Tomorrow April begins, and with it us Zone 5-ers can at least begin to expect warmer weather (I have just guaranteed, by making this statement, that we will get one more snow storm here in Colorado. Sorry!). Yesterday it hit 80 here for the first time and that warm weather following so closely on the heels of the moisture last week has caused a flurry of activity in the garden.
As such, I thought I’d divide this post into what you should be doing in the veggie garden and what you should be looking for (or potentially planting later in the season) in your flower beds. Seeing the first crocus of spring (which we had just this week–a full month later than usual!) is as exciting to me as seeing the first spinach and pea sprouts, and my recent posts have been so veggie-focused that I want to give flower gardening a bit of love today too!
Spring Color Starts Now!
Bulbs such as crocus, daffodils, and grape hyacinth are traditionally the first harbingers of spring color in the garden, but did you know there are other bulbs that are both beautiful and hardy? My favorite is scilla, also sometimes called wood hyacinth. It’s just putting up flower stems from its location in my lawn (yes, we underplanted our lawn with both scilla and crocus to give us a little color before the grass greens up). If you’re looking for an alternative to fiddly/thirsty hyacinth & tulips, scilla is a nice way to go.

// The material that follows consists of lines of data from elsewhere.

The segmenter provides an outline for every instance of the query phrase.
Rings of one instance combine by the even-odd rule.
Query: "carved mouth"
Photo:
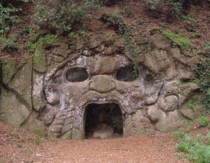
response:
[[[84,114],[86,138],[93,137],[97,130],[100,130],[101,137],[99,135],[99,138],[123,135],[123,115],[117,103],[108,101],[89,103]],[[113,129],[112,134],[111,129]]]

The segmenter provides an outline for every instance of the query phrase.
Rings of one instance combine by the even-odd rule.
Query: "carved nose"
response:
[[[107,93],[115,89],[114,81],[105,75],[98,75],[93,78],[90,83],[90,89],[99,93]]]

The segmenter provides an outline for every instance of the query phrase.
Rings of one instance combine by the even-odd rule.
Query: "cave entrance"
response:
[[[110,129],[112,129],[113,134],[111,136],[109,135],[108,137],[120,137],[123,135],[123,118],[118,104],[89,104],[85,110],[84,120],[85,137],[87,139],[93,138],[95,133],[99,130],[101,134],[109,135]],[[105,136],[103,138],[108,137]]]

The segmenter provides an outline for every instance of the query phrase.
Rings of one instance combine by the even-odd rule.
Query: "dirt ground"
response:
[[[62,140],[39,138],[0,122],[1,163],[179,163],[172,134]]]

Another traditional favorite that is busy greening up in my garden right now is creeping phlox. You don’t have to grow your grandmother’s traditional lavender creeping phlox either. Check out this gorgeous white selection from Plant Select: Phlox bifida “Snowmass”. If you have these coming up in your garden right now, be sure to give them a little drink to help them green up and bloom faster!
Horehound is another one that’s really perking up in my garden right now. This one is pretty all season long and can really take a beating both in terms of child/puppy traffic and drought tolerance.
One plant that surprised me already this spring is Penstemon pinifolius or pine-leaf beardtongue. I have a couple of these cute little hummingbird attractors and they are putting out a ton of needle-like glossy green leaves right about now.
It’s about time for another one of my favorites (and a Colorado native) to start blooming too: Pulsatilla ludoviciana. Its European cousin, Pulsatilla vulgaris, is fairly easy to find and lovely in the early spring garden. I am trying to propagate Pulsatilla patens (native a bit further south here in Colorado), but so far, no joy! Best to buy plants on this one because starting from seed is tough.
If your yard is still looking “blah” and you’ve got Mother’s Day dollars to spend at the local nursery, any of these would be a good choice to plant this spring and enjoy next year.
April is Planting Time!
OK, before you go crazy planting tomatoes, I should clarify: April is planting time for cool-weather crops like onions, fennel, and cole crops (broccoli, cauliflower, Brussels sprouts, cabbage). If you’ve already started tomatoes and peppers indoors and are ready to start some additional flats, you can start your melons, cucumbers, squash, and pumpkins indoors between now and the end of April. The less space you have, the later you should plant these seeds because they get big quickly and you won’t want to plant them outside until mid-May if you’re in Zone 5.
My garlic is almost 6 inches tall now and really growing well now that the soil is warming. I’ve got volunteer leeks & sorrel coming up that are almost ready to harvest, and I’ve been stalking my asparagus bed like you wouldn’t believe looking for sprouts. Still no sign of the peas, but they should be sprouting very soon. Horseradish, tarragon, chives, and chamomile have sprouted as well and the oregano is already large enough that I’m thinking I may have to divide it before summer.
So it’s all happening folks. Spring is finally here!